Ketuhanan Yang Mahaesa sebagai sila pertama Pancasila tampaknya masih belum dihayati benar oleh masyarakat pemeluk agama ataupun oleh aparat pemerintah sendiri. Padahal, sila pertama ini adalah dasar yang memberikan ”roh” kepada empat sila yang lainnya.

Bukti kurang dihayatinya sila Ketuhanan Yang Mahaesa itu dapat kita lihat dari terus berlanjutnya kebencian yang disusul kekerasan atas nama agama tanpa tindakan berarti dari pemerintah untuk menghentikannya. Padahal, sebentar lagi kita memperingati ulang tahun ke-65 hari proklamasi kemerdekaan kita. Dalam usia ini, negara seharusnya sudah mampu memberi perlindungan kepada segenap warga masyarakatnya serta mencegah tindakan barbar dari mana pun datangnya.

Agama dan Tuhan

Faktor utama penyebab berlanjutnya kebencian dan kekerasan atas nama agama mungkin karena sebagian masyarakat kita lebih memuliakan agama daripada Tuhan. Mereka lupa bahwa agama— betapapun mulianya—adalah sarana untuk mendekatkan diri kepada Tuhan, dan Tuhan Yang Mahasuci hanya bisa didekati dengan kesucian hati yang terpancar dalam perbuatan penuh kasih dan sayang: memberi dan melayani. Karena itulah pula, Tuhan disebut Mahapengasih dan Mahapenyayang.
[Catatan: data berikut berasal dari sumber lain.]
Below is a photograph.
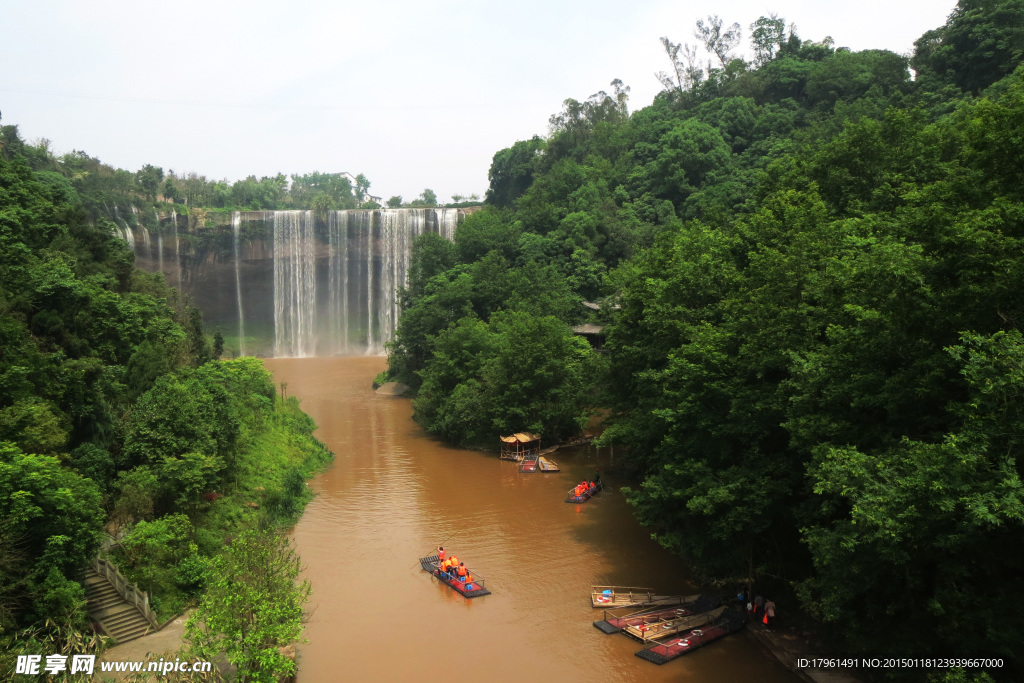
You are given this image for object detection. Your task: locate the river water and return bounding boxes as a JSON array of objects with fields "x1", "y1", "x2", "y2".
[{"x1": 264, "y1": 356, "x2": 797, "y2": 682}]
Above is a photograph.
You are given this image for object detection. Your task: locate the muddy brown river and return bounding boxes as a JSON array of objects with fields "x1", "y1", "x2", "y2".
[{"x1": 265, "y1": 357, "x2": 798, "y2": 682}]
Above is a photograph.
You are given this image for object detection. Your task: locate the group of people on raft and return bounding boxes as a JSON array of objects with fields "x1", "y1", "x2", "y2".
[
  {"x1": 435, "y1": 547, "x2": 474, "y2": 585},
  {"x1": 572, "y1": 479, "x2": 599, "y2": 498}
]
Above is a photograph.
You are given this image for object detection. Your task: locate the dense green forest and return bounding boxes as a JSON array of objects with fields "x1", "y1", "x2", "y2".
[
  {"x1": 0, "y1": 118, "x2": 330, "y2": 680},
  {"x1": 384, "y1": 2, "x2": 1024, "y2": 678}
]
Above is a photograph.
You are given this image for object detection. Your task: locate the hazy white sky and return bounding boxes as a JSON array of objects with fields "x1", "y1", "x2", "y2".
[{"x1": 1, "y1": 0, "x2": 955, "y2": 204}]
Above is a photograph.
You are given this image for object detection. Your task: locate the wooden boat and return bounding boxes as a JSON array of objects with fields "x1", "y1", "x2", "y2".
[
  {"x1": 537, "y1": 456, "x2": 560, "y2": 472},
  {"x1": 591, "y1": 586, "x2": 695, "y2": 609},
  {"x1": 418, "y1": 555, "x2": 491, "y2": 598},
  {"x1": 592, "y1": 594, "x2": 713, "y2": 633},
  {"x1": 635, "y1": 608, "x2": 747, "y2": 664},
  {"x1": 519, "y1": 454, "x2": 539, "y2": 472},
  {"x1": 565, "y1": 480, "x2": 603, "y2": 503},
  {"x1": 623, "y1": 605, "x2": 727, "y2": 642}
]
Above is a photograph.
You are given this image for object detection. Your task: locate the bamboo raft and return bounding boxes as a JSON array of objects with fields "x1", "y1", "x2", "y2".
[
  {"x1": 418, "y1": 555, "x2": 491, "y2": 598},
  {"x1": 592, "y1": 594, "x2": 713, "y2": 634},
  {"x1": 566, "y1": 480, "x2": 604, "y2": 503},
  {"x1": 624, "y1": 605, "x2": 727, "y2": 642},
  {"x1": 537, "y1": 456, "x2": 560, "y2": 472},
  {"x1": 591, "y1": 586, "x2": 688, "y2": 609},
  {"x1": 635, "y1": 608, "x2": 747, "y2": 664},
  {"x1": 519, "y1": 454, "x2": 539, "y2": 472}
]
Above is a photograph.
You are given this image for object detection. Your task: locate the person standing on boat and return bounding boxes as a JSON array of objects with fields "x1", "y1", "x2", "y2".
[
  {"x1": 594, "y1": 468, "x2": 601, "y2": 484},
  {"x1": 438, "y1": 546, "x2": 445, "y2": 562}
]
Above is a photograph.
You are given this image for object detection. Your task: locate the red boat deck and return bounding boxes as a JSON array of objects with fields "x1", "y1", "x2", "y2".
[{"x1": 635, "y1": 609, "x2": 746, "y2": 664}]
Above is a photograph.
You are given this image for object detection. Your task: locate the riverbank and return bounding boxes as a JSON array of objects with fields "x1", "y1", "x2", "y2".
[{"x1": 746, "y1": 622, "x2": 861, "y2": 683}]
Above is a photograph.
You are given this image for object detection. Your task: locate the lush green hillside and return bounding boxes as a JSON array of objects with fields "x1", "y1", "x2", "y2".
[
  {"x1": 0, "y1": 124, "x2": 330, "y2": 682},
  {"x1": 387, "y1": 2, "x2": 1024, "y2": 677}
]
Karena kecenderungan lebih memuliakan agama daripada Tuhan, maka wahyu Tuhan pun hendak dikapling-kapling. Kebenarannya dikotak-kotakkan menurut agama masing-masing, seolah Tuhan tak mampu menciptakan kebenaran universal bagi seluruh umat manusia. Pandangan, tindakan, atau sikap yang tampak berbeda dari ajaran yang diyakini segera dicurigai dan harus disingkirkan, dilawan, kalau perlu dengan tindak kekerasan.
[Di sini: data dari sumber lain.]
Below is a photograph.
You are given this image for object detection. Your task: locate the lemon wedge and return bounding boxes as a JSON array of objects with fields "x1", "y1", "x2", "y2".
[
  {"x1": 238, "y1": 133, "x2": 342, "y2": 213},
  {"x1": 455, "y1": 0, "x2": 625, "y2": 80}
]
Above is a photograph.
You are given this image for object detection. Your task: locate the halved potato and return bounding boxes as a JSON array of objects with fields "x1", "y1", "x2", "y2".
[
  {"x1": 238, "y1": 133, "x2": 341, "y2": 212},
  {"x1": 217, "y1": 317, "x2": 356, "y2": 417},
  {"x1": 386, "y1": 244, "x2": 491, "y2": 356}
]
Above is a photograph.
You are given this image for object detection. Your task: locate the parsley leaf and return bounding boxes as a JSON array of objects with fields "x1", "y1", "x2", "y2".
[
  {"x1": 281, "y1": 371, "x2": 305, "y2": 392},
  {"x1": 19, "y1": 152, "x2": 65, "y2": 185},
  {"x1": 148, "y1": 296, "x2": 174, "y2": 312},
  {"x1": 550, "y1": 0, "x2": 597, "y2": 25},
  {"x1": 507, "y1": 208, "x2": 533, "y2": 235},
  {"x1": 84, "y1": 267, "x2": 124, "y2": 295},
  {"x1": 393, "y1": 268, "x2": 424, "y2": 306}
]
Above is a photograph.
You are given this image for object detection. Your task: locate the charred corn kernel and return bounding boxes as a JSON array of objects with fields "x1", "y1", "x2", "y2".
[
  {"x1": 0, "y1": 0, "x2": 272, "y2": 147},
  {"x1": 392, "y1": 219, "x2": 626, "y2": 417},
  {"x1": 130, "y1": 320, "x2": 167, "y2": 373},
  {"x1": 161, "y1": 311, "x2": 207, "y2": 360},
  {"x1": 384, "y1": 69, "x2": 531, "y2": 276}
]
Sikap pemeluk agama seperti itu ternyata menimbulkan kebingungan pada sejumlah orang. ”Buat apa agama kalau memecah belah di antara kita,” komentar seorang mahasiswa dalam suatu acara Mahasiswa Lintas Agama Se-Bali, 5-7 Agustus lalu.

Temannya yang lain bertanya, ”Dalam setiap agama terdapat ajaran yang berbeda-beda. Apakah ajaran Tuhan yang sesungguhnya?” Sebelumnya, saya mendapat undangan bedah buku Keyakinan Yang Membebaskan dan Kebohongan. Ternyata, penulisnya telah keluar dari agama yang dipeluknya dan kini hanya percaya kepada Tuhan.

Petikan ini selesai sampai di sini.